Philippines: Duterte's dangerous anti-terror law a new setback for human rights

Responding to news that Philippines’ President Rodrigo Duterte today signed the Anti-Terrorism Act into law, Nicholas Bequelin, Amnesty International’s Asia-Pacific Regional Director, said:

“Under Duterte’s presidency, even the mildest government critics can be labelled terrorists.

“This administration has effectively crafted a new weapon to brand and hound any perceived enemies of the state. In the prevailing climate of impunity, a law so vague on the definition of ‘terrorism’ can only worsen attacks against human rights defenders.

“The approval of this law grants the government excessive and unchecked powers. Legislation aimed at ‘countering terrorism’ must ensure respect for international human rights and humanitarian law and protect basic liberties.

“This law’s introduction is the latest example of the country’s ever-worsening human rights record.
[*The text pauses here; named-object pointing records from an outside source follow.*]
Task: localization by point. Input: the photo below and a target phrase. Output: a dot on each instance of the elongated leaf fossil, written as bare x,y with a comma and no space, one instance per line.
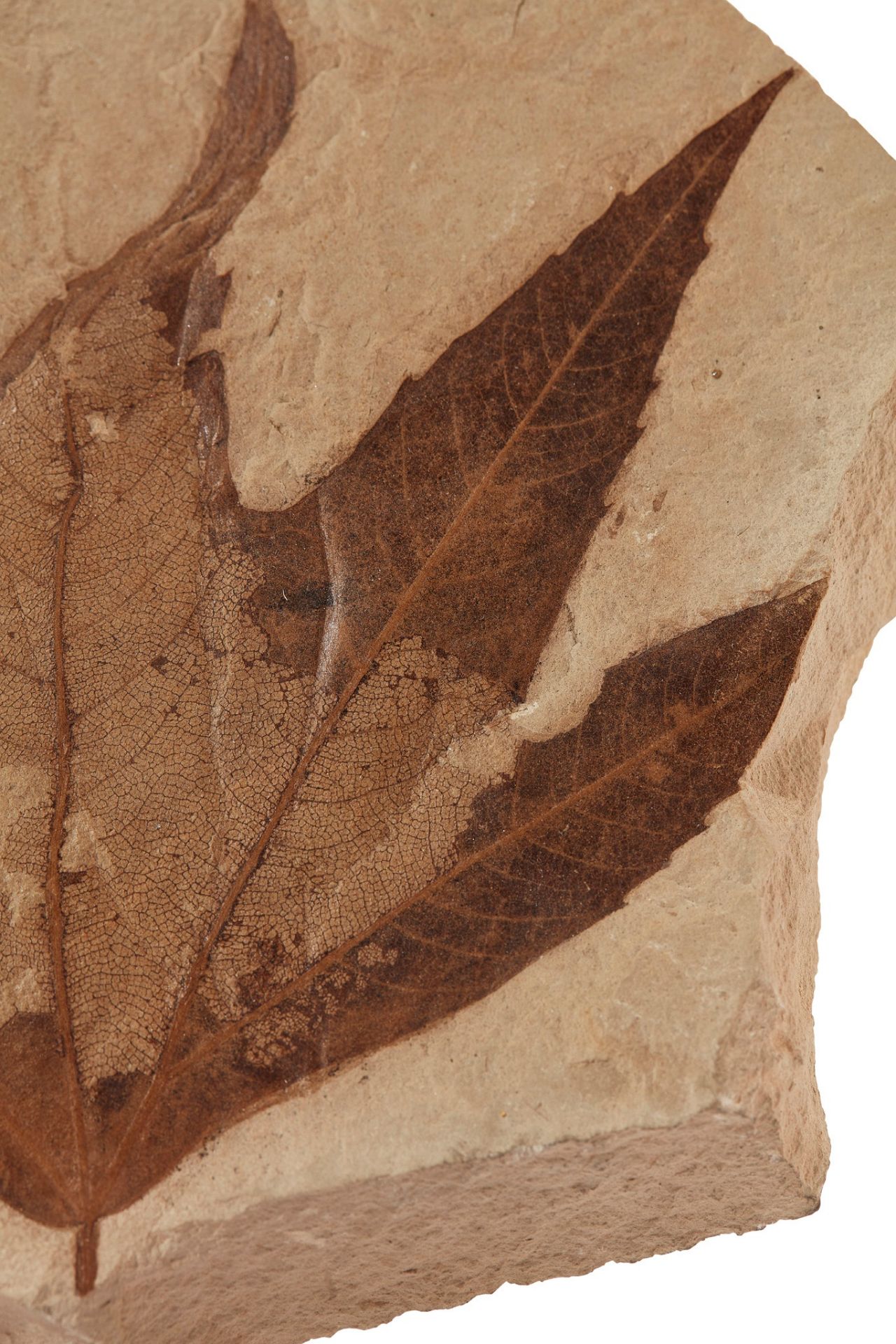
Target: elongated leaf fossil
261,808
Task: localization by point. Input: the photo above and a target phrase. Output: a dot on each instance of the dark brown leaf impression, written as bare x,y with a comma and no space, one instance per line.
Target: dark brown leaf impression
261,811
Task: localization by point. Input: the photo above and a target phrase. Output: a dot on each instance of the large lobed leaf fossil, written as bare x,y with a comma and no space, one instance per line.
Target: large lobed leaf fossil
270,809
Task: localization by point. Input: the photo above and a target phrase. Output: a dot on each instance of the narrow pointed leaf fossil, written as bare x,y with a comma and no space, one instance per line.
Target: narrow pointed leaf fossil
265,809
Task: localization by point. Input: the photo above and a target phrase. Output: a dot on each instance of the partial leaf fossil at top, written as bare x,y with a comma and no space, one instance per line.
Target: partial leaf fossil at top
262,812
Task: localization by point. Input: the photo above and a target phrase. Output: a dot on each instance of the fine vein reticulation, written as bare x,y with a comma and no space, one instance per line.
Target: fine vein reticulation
262,808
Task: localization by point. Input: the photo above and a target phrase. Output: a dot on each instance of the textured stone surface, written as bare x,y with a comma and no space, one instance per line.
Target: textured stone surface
434,160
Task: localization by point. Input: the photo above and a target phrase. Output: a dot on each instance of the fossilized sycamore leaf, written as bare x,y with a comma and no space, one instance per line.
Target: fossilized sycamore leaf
262,806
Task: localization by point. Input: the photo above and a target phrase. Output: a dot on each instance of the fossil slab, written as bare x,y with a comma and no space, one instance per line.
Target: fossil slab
448,496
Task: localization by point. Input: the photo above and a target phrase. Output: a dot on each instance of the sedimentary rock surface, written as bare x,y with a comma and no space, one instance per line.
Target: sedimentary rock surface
448,496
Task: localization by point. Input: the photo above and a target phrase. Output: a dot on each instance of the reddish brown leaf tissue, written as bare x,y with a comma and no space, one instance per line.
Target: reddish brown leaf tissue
261,808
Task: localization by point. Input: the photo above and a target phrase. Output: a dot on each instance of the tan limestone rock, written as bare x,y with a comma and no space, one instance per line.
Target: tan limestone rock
649,1079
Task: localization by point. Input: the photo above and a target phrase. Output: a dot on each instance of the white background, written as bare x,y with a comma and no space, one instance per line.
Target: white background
830,1277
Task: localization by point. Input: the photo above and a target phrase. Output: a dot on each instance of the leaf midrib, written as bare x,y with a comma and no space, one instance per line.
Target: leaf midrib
321,736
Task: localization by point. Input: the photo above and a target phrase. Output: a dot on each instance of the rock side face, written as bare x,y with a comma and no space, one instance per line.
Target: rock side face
448,496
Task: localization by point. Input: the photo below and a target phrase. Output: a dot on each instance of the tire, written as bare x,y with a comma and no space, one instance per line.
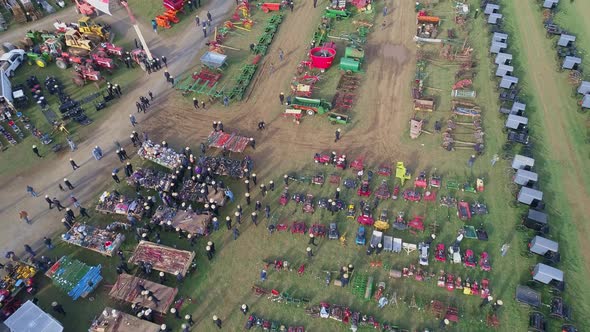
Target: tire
40,63
61,64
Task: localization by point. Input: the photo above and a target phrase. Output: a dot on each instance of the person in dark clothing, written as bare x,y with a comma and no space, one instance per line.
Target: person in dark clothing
57,203
58,308
68,184
74,165
49,201
36,151
83,212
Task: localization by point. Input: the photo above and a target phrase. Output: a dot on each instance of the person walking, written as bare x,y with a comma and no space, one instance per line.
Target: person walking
83,212
132,120
58,308
30,250
71,144
217,321
68,184
74,165
49,201
36,151
57,204
48,243
155,26
24,215
31,191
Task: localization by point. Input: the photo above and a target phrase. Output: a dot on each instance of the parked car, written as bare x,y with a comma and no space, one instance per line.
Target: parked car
11,60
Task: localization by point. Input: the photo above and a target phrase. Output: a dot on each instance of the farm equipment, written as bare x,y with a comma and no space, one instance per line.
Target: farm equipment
469,258
401,172
364,190
360,236
440,254
310,106
77,44
366,217
95,32
382,224
352,60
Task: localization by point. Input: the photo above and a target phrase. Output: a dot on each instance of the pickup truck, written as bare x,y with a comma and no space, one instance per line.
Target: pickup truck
11,60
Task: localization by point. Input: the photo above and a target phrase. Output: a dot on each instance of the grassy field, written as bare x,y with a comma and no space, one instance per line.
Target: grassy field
21,154
220,286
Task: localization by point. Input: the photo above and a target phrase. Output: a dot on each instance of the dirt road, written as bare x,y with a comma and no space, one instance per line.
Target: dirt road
560,127
45,176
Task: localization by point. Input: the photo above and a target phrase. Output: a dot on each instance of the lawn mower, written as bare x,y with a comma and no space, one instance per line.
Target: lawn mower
469,258
333,232
366,217
484,262
384,170
360,236
382,223
420,181
412,195
364,190
351,211
463,210
284,198
440,254
308,204
400,223
322,158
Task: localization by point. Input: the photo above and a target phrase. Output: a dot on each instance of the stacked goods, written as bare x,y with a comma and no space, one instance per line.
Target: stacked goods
162,258
116,203
148,178
97,239
160,155
74,277
230,142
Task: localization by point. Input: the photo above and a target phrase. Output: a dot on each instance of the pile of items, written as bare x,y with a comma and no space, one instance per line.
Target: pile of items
226,141
162,258
96,239
188,221
113,320
115,203
148,178
74,277
160,155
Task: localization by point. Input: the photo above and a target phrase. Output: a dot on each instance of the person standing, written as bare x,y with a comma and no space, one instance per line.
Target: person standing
58,308
48,243
31,191
217,321
68,184
24,215
83,212
74,165
132,120
115,177
36,151
49,201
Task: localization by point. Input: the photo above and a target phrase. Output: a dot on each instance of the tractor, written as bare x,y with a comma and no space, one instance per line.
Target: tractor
92,31
77,43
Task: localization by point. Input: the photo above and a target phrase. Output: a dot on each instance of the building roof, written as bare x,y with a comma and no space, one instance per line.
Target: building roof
30,318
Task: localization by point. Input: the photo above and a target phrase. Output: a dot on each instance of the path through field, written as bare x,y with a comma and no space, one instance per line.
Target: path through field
559,133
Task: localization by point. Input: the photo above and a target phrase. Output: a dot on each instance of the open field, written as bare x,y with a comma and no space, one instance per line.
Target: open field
379,132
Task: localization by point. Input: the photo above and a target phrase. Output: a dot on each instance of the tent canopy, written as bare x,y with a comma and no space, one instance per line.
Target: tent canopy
30,318
541,245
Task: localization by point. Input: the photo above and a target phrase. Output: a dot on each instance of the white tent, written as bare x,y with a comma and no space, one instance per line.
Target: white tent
30,318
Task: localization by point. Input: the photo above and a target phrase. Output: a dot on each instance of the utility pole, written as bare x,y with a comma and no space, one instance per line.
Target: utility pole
136,27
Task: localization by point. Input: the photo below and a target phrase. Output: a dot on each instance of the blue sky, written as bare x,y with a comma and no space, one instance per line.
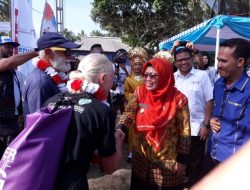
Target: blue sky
76,15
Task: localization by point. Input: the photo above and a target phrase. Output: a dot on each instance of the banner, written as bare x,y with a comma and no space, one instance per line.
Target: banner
23,30
49,23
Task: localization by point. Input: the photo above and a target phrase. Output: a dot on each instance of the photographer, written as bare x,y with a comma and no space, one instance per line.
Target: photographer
121,73
186,44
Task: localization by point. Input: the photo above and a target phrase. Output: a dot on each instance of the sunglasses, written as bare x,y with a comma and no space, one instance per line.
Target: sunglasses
150,75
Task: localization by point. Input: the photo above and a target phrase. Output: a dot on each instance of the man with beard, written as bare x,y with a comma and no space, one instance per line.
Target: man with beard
49,77
10,92
230,120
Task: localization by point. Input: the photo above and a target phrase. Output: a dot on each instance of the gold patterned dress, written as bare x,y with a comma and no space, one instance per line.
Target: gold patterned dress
156,169
131,83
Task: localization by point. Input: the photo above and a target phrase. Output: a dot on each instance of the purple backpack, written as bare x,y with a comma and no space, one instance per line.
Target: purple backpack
32,159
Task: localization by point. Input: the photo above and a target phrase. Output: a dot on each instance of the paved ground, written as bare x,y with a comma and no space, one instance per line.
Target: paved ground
119,180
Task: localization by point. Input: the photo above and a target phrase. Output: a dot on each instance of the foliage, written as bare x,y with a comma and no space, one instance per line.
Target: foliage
146,22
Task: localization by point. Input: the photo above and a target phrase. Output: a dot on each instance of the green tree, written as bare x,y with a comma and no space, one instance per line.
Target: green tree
145,22
232,7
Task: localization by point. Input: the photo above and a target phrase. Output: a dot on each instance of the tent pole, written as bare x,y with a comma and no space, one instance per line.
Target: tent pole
217,47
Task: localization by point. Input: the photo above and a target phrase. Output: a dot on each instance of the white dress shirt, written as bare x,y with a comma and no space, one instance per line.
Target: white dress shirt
197,87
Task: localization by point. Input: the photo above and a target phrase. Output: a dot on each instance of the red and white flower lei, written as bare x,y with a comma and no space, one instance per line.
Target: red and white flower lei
60,79
78,86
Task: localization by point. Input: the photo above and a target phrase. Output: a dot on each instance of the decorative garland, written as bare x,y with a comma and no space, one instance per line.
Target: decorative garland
60,79
77,86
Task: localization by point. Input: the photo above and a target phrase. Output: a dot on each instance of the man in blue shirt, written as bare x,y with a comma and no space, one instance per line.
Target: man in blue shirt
230,120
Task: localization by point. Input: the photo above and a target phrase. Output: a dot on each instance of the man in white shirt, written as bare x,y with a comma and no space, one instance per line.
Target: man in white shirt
121,73
196,85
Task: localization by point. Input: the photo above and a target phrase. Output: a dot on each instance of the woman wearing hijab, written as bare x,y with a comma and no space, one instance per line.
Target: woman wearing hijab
137,57
162,143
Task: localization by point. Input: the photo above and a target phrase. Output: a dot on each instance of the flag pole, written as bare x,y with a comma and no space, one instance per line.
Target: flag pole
42,18
10,17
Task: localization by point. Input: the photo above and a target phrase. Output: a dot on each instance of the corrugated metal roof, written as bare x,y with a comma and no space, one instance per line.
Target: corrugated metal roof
109,44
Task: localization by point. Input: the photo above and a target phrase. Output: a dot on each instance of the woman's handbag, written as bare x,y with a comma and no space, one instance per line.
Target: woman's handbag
31,161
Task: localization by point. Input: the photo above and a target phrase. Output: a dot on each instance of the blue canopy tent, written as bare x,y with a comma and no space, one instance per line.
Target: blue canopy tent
207,35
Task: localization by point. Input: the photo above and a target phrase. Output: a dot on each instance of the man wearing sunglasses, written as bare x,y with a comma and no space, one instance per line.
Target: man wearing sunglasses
49,78
197,87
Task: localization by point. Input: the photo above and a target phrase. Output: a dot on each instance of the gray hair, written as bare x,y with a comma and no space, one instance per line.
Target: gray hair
92,65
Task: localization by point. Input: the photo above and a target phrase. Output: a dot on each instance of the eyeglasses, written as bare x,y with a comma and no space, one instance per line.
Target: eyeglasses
150,75
183,59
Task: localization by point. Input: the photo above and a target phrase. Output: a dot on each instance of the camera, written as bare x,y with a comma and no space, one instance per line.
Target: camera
183,43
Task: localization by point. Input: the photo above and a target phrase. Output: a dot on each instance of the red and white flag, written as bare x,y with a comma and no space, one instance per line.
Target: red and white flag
49,23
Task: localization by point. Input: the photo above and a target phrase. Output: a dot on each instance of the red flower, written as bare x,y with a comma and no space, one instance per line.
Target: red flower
42,64
100,95
56,79
76,84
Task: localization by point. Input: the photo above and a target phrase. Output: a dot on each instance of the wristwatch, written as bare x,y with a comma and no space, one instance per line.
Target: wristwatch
208,125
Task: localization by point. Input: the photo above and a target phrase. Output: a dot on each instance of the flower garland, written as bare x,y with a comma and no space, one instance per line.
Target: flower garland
77,86
59,79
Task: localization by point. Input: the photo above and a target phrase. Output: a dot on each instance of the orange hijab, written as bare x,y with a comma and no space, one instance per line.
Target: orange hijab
158,107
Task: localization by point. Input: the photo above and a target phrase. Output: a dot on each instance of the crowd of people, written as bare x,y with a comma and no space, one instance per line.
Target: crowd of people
182,116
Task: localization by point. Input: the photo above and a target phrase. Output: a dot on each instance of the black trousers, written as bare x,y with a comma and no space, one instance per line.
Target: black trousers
196,158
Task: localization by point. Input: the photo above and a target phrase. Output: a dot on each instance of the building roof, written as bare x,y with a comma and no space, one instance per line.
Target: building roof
109,44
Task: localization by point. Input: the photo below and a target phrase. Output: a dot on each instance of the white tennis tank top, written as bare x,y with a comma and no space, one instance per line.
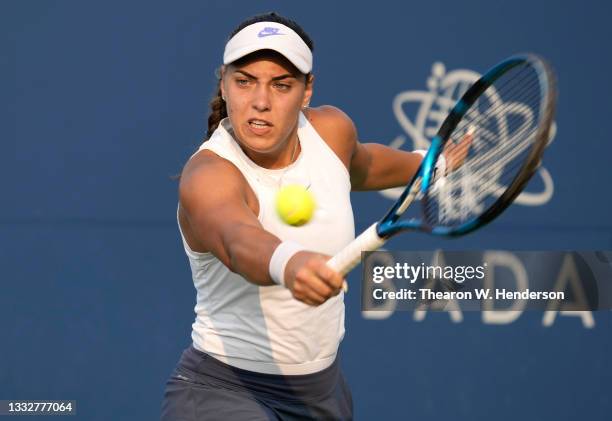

Once again, this shows why the UN should launch a formal investigation into ongoing widespread and systematic violations in the country.”

Anti-Terrorism Act of 2020

Earlier today, President Duterte signed into law the Anti-Terrorism Act of 2020, which replaces the Human Security Act of 2007. Amnesty has called on the Philippine government to reject this legislation on the grounds that it contains dangerous provisions and risks further undermining human rights in the country.

The Act defines terrorism as:

•           Engaging in acts intended to cause death or serious bodily injury to any person or endangers a person’s life;

•           Engaging in acts intended to cause extensive damage or destruction to a government or public facility, public place, or private property;

•           Engaging in acts intended to cause extensive interference with, damage, or destruction to critical infrastructure;

•           Developing, manufacturing, possessing, acquiring, transporting, supplying, or using weapons; and

•           Releasing dangerous substances or causing fire, floods or explosions when the purpose is to intimidate the general public, create an atmosphere to spread a message of fear, provoke or influence by intimidation the government or any international organization, seriously destabilize or destroy the fundamental political, economic, or social structures in the country, or create a public emergency or seriously undermine public safety.

Under the law, persons who propose, incite, conspire, and participate in the planning, training, and facilitation an offence under the act, as well as those who provide support to ‘terrorists’ as defined under the act, or recruit members of a ‘terrorist organisation’, could face life imprisonment without parole.

The law also punishes the following offences with 12 years’ imprisonment:

•           Threatening to commit ‘terrorism’.

•           Inciting others or proposing to commit ‘terrorism’.

•           Voluntarily and knowingly joining any ‘terrorist group’.

•           Acting as an accessory in the commission of ‘terrorism’.

The law allows suspects to be detained without a judicial warrant of arrest for 14 days and can be extended by 10 more days, and placed under surveillance for 60 days, that can also be extended by up to 30 days, by the police or military.